The namenode is already a serious bottleneck for meta-data updates. If you
allow some of the block map or meta-data to page out to disk, then the
bottleneck is going to get much worse.
The only way to avoid this is to make the data much more cacheable and to
have a viable cache coherency strategy. Cache coherency at the meta-data
level is difficult. Cache coherency at the block level is also difficult
(but not as difficult) because many blocks get moved for balance purposes.
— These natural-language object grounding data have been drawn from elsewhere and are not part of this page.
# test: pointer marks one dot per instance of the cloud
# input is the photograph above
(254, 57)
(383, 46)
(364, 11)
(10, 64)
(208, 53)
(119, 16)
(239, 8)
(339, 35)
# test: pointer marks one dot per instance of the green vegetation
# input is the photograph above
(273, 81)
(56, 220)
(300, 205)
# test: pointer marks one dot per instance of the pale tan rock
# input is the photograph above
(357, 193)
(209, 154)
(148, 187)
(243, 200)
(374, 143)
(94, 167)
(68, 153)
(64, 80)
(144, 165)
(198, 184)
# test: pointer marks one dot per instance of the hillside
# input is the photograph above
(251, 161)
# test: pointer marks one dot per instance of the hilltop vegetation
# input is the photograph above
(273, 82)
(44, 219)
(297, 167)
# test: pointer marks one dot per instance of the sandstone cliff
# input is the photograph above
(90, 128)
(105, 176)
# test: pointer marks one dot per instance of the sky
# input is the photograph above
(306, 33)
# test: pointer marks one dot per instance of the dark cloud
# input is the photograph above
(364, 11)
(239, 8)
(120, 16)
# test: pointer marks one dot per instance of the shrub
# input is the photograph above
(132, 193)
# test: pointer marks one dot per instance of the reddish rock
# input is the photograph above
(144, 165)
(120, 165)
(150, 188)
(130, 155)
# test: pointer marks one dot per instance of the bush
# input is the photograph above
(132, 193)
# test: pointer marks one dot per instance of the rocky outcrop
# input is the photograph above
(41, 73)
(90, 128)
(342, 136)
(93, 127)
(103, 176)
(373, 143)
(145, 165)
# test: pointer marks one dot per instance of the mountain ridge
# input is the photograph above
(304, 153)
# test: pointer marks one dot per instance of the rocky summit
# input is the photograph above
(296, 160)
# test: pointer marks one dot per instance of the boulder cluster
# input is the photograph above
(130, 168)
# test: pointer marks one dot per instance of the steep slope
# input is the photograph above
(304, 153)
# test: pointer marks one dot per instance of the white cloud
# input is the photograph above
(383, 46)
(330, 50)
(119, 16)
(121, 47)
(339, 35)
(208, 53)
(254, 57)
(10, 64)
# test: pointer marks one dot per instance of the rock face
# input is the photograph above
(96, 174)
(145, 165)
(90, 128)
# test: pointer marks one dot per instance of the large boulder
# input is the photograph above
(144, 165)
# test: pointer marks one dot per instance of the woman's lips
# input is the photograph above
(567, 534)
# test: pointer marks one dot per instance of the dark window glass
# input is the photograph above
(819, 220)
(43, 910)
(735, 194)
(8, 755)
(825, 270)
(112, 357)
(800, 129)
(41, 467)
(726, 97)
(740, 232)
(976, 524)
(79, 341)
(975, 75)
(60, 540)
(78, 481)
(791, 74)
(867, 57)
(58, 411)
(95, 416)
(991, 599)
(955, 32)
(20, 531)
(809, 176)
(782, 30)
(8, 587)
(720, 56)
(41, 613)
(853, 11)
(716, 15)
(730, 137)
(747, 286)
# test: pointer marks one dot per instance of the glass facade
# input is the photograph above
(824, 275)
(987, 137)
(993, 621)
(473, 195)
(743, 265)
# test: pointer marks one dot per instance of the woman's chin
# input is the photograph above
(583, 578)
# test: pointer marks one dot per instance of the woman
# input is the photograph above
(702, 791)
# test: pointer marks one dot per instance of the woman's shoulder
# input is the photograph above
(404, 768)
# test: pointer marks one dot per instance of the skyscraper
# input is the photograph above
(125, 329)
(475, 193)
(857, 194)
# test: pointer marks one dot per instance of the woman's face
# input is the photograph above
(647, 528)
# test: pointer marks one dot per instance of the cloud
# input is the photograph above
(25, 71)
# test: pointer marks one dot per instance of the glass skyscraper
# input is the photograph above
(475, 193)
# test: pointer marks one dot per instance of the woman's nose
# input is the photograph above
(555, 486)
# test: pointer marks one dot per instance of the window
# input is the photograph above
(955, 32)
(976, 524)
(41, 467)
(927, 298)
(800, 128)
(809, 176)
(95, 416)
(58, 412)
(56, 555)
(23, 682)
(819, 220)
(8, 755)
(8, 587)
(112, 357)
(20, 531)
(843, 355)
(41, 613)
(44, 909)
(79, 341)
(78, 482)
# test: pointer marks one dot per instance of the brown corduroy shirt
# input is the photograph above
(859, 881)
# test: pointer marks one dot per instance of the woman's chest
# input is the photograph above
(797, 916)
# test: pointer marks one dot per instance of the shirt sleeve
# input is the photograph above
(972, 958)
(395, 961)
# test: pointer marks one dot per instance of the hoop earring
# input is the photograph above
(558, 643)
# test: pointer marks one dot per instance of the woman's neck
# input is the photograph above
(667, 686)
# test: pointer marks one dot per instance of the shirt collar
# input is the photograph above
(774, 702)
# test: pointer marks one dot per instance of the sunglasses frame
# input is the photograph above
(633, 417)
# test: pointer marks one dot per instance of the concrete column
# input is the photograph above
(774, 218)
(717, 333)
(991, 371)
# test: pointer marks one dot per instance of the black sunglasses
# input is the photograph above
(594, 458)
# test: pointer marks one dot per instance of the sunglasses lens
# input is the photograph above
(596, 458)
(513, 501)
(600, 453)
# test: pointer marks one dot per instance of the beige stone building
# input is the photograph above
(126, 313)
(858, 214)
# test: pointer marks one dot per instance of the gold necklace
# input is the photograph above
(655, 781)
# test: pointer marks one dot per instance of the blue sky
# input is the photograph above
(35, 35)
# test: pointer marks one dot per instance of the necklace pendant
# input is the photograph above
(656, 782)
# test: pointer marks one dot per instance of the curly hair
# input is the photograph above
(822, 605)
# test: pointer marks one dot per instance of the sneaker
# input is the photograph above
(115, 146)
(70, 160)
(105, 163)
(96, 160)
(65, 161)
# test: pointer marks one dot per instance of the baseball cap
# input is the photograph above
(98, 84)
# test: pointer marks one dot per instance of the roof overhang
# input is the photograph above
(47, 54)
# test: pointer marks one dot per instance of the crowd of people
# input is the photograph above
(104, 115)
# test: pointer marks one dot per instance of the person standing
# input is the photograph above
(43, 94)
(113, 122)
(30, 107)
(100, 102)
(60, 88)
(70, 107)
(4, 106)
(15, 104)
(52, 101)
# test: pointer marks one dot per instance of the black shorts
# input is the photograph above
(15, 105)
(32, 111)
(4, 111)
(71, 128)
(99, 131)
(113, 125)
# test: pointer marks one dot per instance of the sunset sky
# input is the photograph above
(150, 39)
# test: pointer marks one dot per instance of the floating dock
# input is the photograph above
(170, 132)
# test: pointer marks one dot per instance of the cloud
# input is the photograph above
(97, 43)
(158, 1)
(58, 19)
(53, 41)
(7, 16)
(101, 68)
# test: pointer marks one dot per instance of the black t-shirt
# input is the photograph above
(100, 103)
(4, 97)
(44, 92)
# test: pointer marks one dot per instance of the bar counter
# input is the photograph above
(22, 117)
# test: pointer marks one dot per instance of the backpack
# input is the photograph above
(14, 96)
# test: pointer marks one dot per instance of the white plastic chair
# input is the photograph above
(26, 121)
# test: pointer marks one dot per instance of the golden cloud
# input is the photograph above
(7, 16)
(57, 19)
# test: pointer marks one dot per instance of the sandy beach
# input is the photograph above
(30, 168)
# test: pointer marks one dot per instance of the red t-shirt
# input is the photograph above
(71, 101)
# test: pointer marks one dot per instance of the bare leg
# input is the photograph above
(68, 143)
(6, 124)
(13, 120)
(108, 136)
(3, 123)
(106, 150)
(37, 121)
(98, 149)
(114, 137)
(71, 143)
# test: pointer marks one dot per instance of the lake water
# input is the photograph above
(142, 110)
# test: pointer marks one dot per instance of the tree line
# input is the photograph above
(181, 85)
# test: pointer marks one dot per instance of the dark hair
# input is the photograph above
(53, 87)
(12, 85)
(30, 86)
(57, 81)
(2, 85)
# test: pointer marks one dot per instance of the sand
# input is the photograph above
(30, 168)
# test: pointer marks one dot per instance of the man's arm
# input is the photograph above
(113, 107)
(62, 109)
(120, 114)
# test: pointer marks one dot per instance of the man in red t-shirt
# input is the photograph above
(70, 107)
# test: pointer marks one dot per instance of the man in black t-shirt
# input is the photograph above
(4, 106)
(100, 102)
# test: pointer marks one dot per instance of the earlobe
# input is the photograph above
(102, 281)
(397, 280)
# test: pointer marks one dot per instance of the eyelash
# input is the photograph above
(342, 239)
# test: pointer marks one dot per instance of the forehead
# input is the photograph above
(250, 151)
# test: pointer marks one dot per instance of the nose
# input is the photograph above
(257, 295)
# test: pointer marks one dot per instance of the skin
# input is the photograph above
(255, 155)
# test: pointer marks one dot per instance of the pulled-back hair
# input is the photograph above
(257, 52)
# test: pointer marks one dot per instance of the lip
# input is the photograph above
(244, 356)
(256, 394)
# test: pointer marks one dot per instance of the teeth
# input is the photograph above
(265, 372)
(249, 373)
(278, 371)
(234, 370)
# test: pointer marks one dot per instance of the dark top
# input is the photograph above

The MapR approach is a useful counter-example here since the architecture
was specifically designed so that the only centralized data could be cached
indefinitely because coherency can be checked on access. This dramatically
increases the distribution of the location information which in turn makes
the centralized copy much smaller and more pageable. The virtuous cycle
continues by making the distributed resources read/write so that meta-data
needn't be centralized.
It is very hard for me to understand how to evolutionarily migrate the
current HDFS architecture to something that admits paging of data to disk.
The problem is that there are logical circularities with the current
approach that force either the current design or a major rebuild from the
On Mon, Sep 5, 2011 at 9:29 AM, Sesha Kumar <[EMAIL PROTECTED]> wrote:
> 1. Namenode stores blockmaps for all the blocks in its main memory. This
> can be used to keep an up-to-date snapshot of total filesystem. But what i
> feel is this blockmap is not a constant data and hence storing it in main
> memory all the time can be avoided in order to save main memory space. On a
> request for a file from the client the blockmap details can be fetched.